Tibetan-Government-in-exile is hopeful of enhancing bilateral ties with the United States after the recent meeting of President Barack Obama and Dalai Lama at the White House despite warnings from Beijing that the meeting with the exiled Tibetan spiritual leader would 'seriously damage' ties with Washington.
Tibetan government in-exile spokesperson Tashi Phunstok on Tuesday said that the two leaders discussed issues related to morality and leadership, and how one can produce the new generation of ethical leaders in the 21st century. "The visit and of course the meeting of His Holiness with President Obama is a positive thing for Tibet and we are delighted with this meeting. It shows that President Obama and his administration and people of United States are supporting Tibet," said Phunstok.
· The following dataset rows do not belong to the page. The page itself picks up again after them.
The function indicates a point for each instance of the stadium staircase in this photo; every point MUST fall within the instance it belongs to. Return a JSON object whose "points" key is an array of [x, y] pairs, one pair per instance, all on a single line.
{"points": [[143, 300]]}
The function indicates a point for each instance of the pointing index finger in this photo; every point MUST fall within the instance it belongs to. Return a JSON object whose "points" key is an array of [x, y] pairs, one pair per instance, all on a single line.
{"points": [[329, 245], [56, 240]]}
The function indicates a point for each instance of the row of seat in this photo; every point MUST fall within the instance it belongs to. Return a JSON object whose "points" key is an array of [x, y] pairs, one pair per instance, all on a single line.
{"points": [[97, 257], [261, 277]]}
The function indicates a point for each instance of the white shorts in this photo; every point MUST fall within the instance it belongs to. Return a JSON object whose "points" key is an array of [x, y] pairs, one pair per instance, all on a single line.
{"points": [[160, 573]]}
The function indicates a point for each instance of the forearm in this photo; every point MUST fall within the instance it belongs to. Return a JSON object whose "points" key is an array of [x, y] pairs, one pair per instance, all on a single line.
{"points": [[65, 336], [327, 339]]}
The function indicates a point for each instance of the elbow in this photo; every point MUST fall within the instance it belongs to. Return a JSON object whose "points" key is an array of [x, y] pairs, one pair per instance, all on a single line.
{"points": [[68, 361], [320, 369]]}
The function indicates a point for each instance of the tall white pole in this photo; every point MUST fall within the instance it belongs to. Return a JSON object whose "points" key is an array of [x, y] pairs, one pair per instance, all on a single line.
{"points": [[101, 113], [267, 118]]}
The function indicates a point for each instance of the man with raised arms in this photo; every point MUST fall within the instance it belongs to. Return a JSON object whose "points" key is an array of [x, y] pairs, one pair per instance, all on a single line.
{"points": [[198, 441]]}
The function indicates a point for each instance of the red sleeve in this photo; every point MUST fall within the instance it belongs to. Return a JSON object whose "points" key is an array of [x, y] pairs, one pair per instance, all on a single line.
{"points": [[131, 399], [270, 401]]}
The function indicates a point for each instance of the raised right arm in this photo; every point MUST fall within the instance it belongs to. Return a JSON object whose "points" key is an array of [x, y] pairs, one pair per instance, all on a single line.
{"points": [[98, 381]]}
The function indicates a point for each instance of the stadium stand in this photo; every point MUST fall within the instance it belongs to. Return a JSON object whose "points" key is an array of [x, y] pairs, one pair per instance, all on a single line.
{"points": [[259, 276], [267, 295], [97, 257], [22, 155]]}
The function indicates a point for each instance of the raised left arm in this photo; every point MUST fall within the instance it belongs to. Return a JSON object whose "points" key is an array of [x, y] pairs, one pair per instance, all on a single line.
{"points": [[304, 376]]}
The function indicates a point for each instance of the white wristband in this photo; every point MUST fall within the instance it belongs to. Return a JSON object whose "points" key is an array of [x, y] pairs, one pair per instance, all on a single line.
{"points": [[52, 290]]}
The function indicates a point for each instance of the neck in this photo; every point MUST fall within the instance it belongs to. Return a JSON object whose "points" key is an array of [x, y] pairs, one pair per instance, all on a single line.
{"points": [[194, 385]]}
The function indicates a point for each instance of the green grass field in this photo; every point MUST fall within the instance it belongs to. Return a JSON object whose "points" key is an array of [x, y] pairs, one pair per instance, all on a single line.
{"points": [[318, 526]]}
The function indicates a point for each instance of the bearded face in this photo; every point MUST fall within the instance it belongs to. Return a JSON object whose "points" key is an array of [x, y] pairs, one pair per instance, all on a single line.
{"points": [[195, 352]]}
The private meeting lasted about an hour, although the Dalai Lama, a Nobel Peace Prize laureate, was not seen by White House photographers as he entered or exited the complex. The White House sidestepped questions about whether it was worried Obama's meeting - his third with the Dalai Lama - would upset its relationship with China. Analysts said they did not foresee any serious consequences.
China calls the Dalai Lama, who fled to India after a failed uprising in 1959, a "wolf in sheep's clothing" who seeks to use violent methods to establish an independent Tibet. The Dalai Lama maintains he only wants genuine autonomy for Tibet and denies advocating violence. Human rights groups say China tramples on the rights of Tibetans and enforces its rule using brutal methods. More than 120 Tibetans have set themselves on fire since 2009 in protest against China. Most have died.
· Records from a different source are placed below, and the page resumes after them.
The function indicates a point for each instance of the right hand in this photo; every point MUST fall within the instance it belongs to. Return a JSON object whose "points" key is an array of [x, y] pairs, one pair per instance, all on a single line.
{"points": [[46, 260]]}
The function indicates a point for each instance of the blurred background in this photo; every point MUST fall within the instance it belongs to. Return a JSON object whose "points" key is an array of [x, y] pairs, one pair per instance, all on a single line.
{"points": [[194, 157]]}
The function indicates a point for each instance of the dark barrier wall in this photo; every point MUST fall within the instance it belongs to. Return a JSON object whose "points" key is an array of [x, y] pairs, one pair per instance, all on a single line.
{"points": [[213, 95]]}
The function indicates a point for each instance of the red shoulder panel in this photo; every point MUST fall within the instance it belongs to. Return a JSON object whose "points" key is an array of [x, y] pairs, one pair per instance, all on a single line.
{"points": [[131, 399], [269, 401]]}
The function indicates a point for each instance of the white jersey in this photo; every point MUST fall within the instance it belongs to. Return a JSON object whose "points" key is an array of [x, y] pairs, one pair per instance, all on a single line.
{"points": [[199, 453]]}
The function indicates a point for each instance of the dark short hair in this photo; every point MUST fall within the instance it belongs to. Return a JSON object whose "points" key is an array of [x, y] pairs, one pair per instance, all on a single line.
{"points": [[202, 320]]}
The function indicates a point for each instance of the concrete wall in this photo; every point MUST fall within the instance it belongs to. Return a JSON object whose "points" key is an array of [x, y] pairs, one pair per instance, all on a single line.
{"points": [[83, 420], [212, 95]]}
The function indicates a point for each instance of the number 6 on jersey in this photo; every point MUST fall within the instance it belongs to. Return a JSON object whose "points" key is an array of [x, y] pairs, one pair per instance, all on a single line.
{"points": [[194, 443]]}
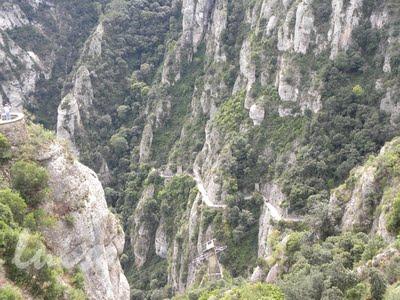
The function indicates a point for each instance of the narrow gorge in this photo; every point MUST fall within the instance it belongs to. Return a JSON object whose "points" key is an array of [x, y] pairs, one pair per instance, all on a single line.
{"points": [[234, 149]]}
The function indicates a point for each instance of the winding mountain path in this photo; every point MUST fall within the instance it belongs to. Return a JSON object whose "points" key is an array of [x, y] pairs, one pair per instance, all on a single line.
{"points": [[204, 194]]}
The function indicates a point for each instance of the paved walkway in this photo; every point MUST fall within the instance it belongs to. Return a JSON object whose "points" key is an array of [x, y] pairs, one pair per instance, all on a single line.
{"points": [[15, 117]]}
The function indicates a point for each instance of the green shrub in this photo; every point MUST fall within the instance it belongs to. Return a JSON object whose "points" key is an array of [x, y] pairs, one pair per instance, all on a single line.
{"points": [[393, 222], [358, 91], [15, 203], [231, 114], [9, 292], [78, 280], [119, 144], [6, 214], [5, 148], [378, 285], [31, 180]]}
Obama reaffirmed his support for Tibet's unique religious, cultural and linguistic traditions and human rights for Tibetans, the White House said in a statement. Obama also said he does not support Tibetan independence from China and the Dalai Lama said he was not seeking it, the White House said.
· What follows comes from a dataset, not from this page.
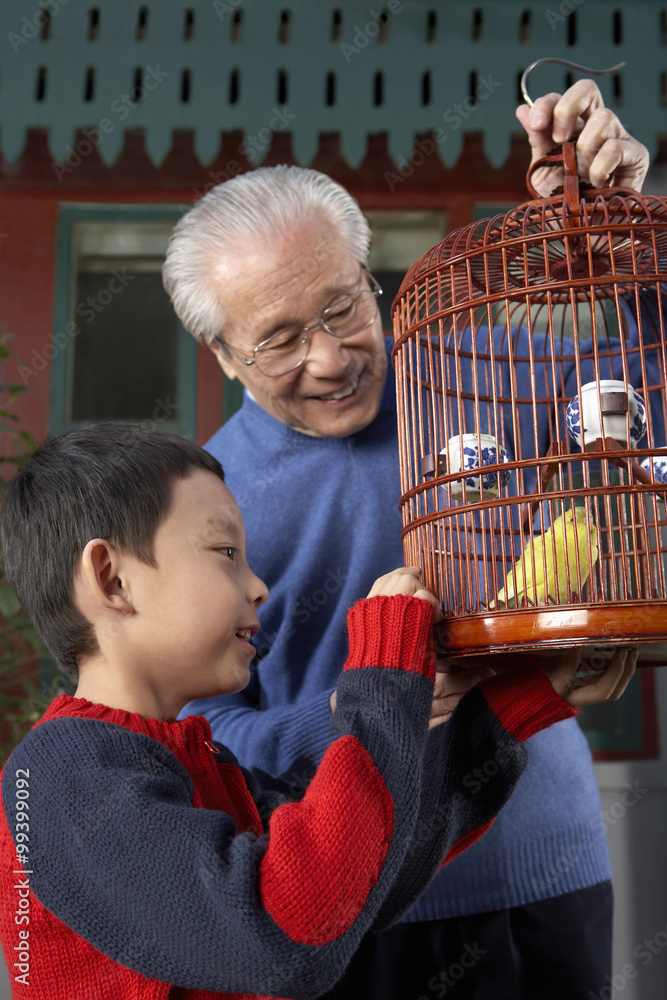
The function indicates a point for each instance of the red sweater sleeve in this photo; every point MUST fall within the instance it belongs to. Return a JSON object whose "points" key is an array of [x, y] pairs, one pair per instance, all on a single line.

To encourage those talks, US Secretary of State, John Kerry, said on Friday he had named one of his officials, Sarah Sewall, as a Special Coordinator for Tibetan Issues. Sewall was sworn in on Thursday as an undersecretary responsible for human rights issues, a post which traditionally has involved work on Tibetan issues.
It was the third time Obama had met with the Dalai Lama, whom the White House calls "an internationally respected religious and cultural leader." Their previous meetings were in February 2010 and July 2011. "Dalai Lama met with President Obama last Friday. That was his third meeting with the President. Last year when Dalai Lama went to the United States, the meeting did not take place. It was because Lama did not want to inconvenience President Obama just before his scheduled visit to China," added Phunstok.
In what appeared to be a small concession to the Chinese, the visit was held in the White House Map Room, a historically important room but of less significance than the more prestigious Oval Office, where he normally meets visiting leaders. The Dalai Lama did not speak to the media after the meeting, although he did after the last time he met Obama in 2011.
A statement from the Central Tibetan Administration - the exiled Tibetan government - said it lasted almost an hour. The meeting came at a sensitive time for Sino-U.S. relations after China's increasingly assertive behaviour in the East China and South China seas. Obama has embarked on a strategic US political and security rebalancing toward Asia, in what is seen as a reaction to the growing clout of China, and as part of this strategy, he plans a week-long visit to Japan, South Korea, Malaysia and the Philippines in late April.
Friday's meeting, announced with little fanfare the evening before it took place, prompted a stern rebuke from Beijing.
Previous meetings between Obama and the Dalai Lama drew similar criticism from China, but did not have serious repercussions. Obama and Chinese President Xi Jinping are expected to meet at a nuclear security summit in the Netherlands next month. The choreography of Friday's meeting - and the Chinese reaction - followed predictable patterns, said Douglas Paal of the Carnegie Endowment for International Peace.
The Dalai Lama was not seen by the White House press corps and the White House did not give photographers access to the meeting. The White House released its own photograph of the two leaders after the meeting. It showed the Dalai Lama gesturing as he spoke to Obama.
The Dalai Lama is scheduled to stay in the United States for a speaking tour lasting another two weeks. He is due back in Washington on March 07 after stops in California and Minnesota.